The M60 is the busiest of the street’s four major lines, carrying 9,600 passengers per day, with most of them making local trips (only one in ten M60 riders take the bus to LaGuardia Airport). As it moves down 125th Street, the M60 spends 60 percent of its time stopped in traffic and moves at an average of 2.7 miles per hour, according to a DNAinfo report on this Monday’s workshop. That’s not any faster than the typical walking speed, and far below the citywide average bus speed of 7.7 mph.
What’s causing these delays? A big part of the answer will come as no surprise to anyone who takes the bus in Harlem: Illegal parking. Bus drivers must constantly weave around illegally parked cars and jockey with traffic, slowing their trips to a crawl.
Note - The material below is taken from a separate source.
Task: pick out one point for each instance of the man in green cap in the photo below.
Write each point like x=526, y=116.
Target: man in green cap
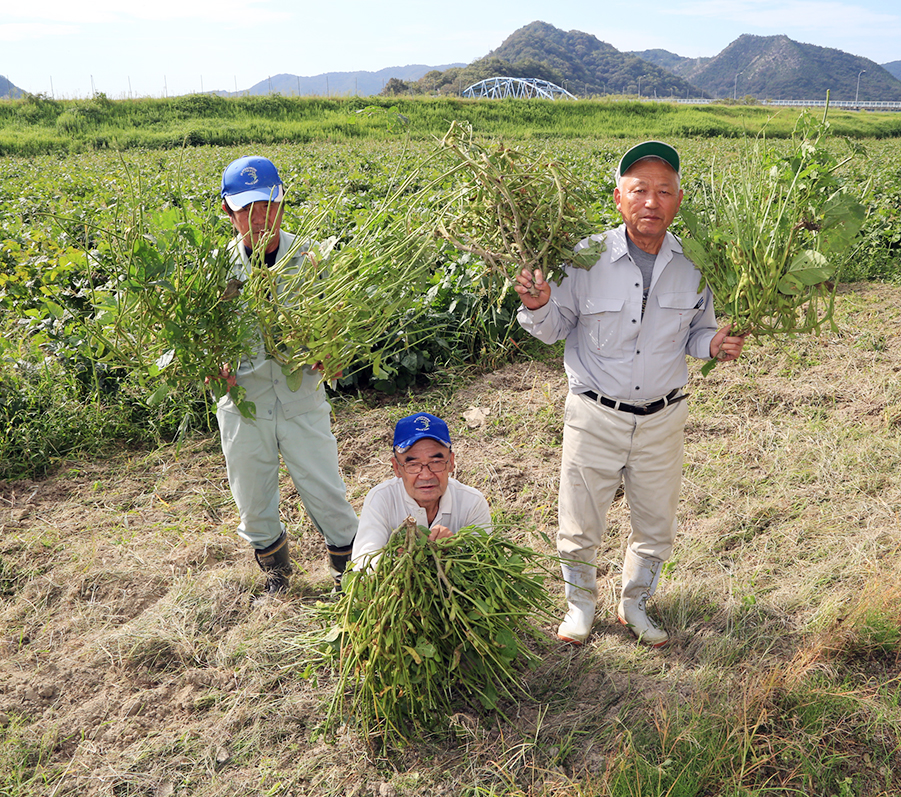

DOT set up a camera on every block of 125th Street between Second and Amsterdam Avenues, taking a photo every 60 seconds from 7:00 a.m. to 7:00 p.m. The camera between Fifth and Madison Avenues captured double-parked drivers 41 percent of the day, according to DNAinfo.
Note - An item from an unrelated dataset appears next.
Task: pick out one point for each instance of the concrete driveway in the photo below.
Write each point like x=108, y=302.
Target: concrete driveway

At the first public workshop, DOT and MTA announced that 125th Street is in line to receive a slate of improvements similar to those seen on other Select Bus Service corridors, including dedicated bus lanes, off-board fare collection, low-floor buses, priority for buses at stop lights and reducing the number of stops served by SBS buses. Scheduled for completion by 2014, the changes are projected to speed rides from Morningside Heights to LaGuardia by at least 12 percent, with the biggest gains coming between Lexington Avenue and the airport, where trips will be up to 18 percent faster.
The rampant illegal parking also highlights the need to price the curb and enforce the rules so double-parked vehicles don’t block the bus lane.
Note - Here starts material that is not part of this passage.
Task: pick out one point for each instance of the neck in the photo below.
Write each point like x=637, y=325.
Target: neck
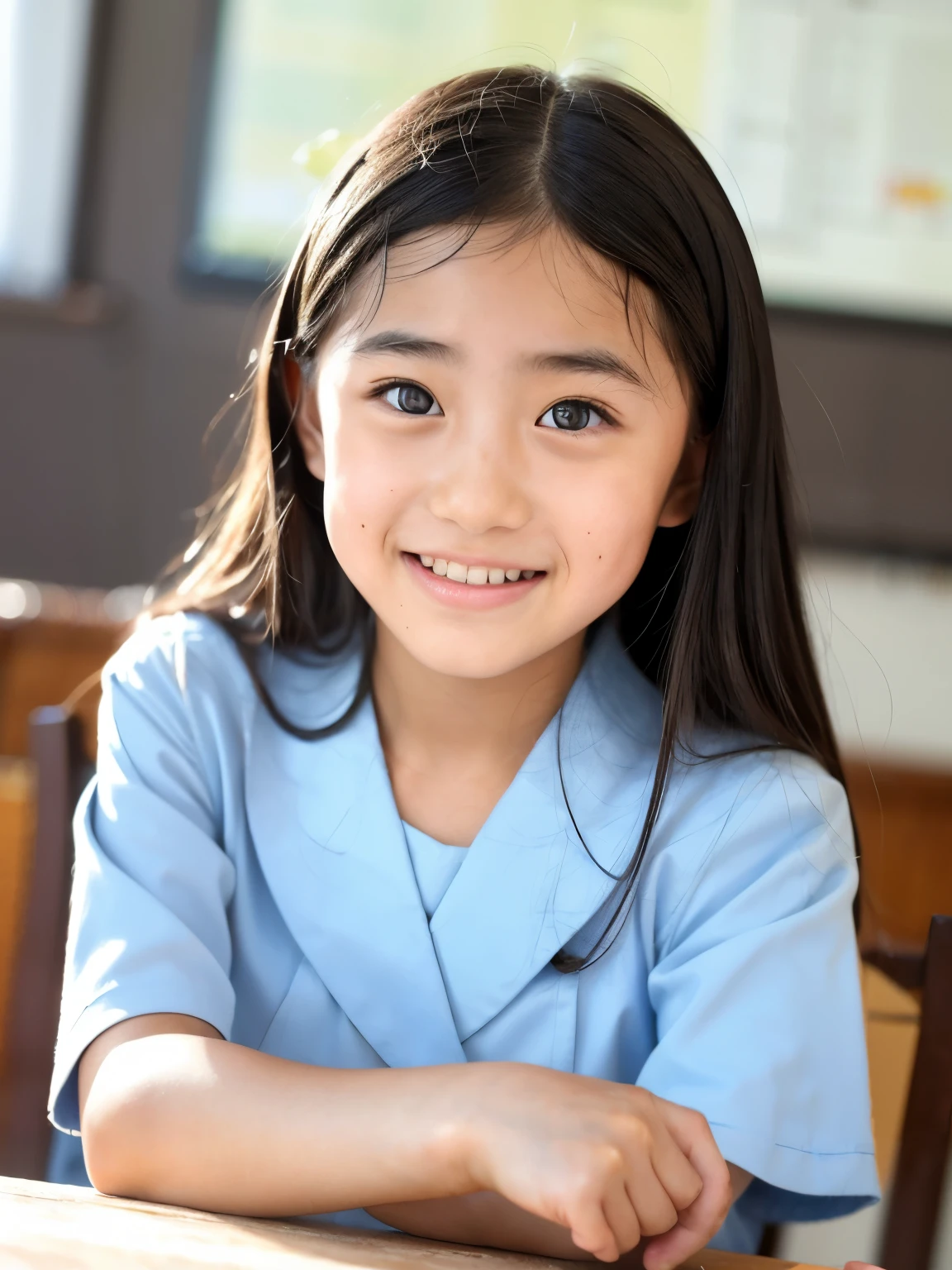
x=455, y=744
The status quo of underpriced curbside parking clearly isn’t benefitting anyone. Whether merchants will appreciate that remains to be seen, but their customers will benefit from higher parking turnover and the resulting reductions in double-parking and traffic cruising for spots. As part of its research, DOT staff surveyed 200 businesses between Second and Amsterdam Avenues, finding that 59 percent of customers walk and 20 percent take the bus.
The 125th Street project has been spurred on by transit activists who saw Select Bus Service improvements on First and Second Avenues and wanted to bring them to Harlem’s poky crosstown buses.
“We’re very supportive of the project overall,” said Jake Carlson of WE ACT for Environmental Justice, which is a member of the project’s newly-formed Community Advisory Committee. Carlson raised concerns about where the MTA and DOT go from here and how community input will factor into the agencies’ decision-making process. “All we know is that there will be another meeting sometime in the spring,” he said.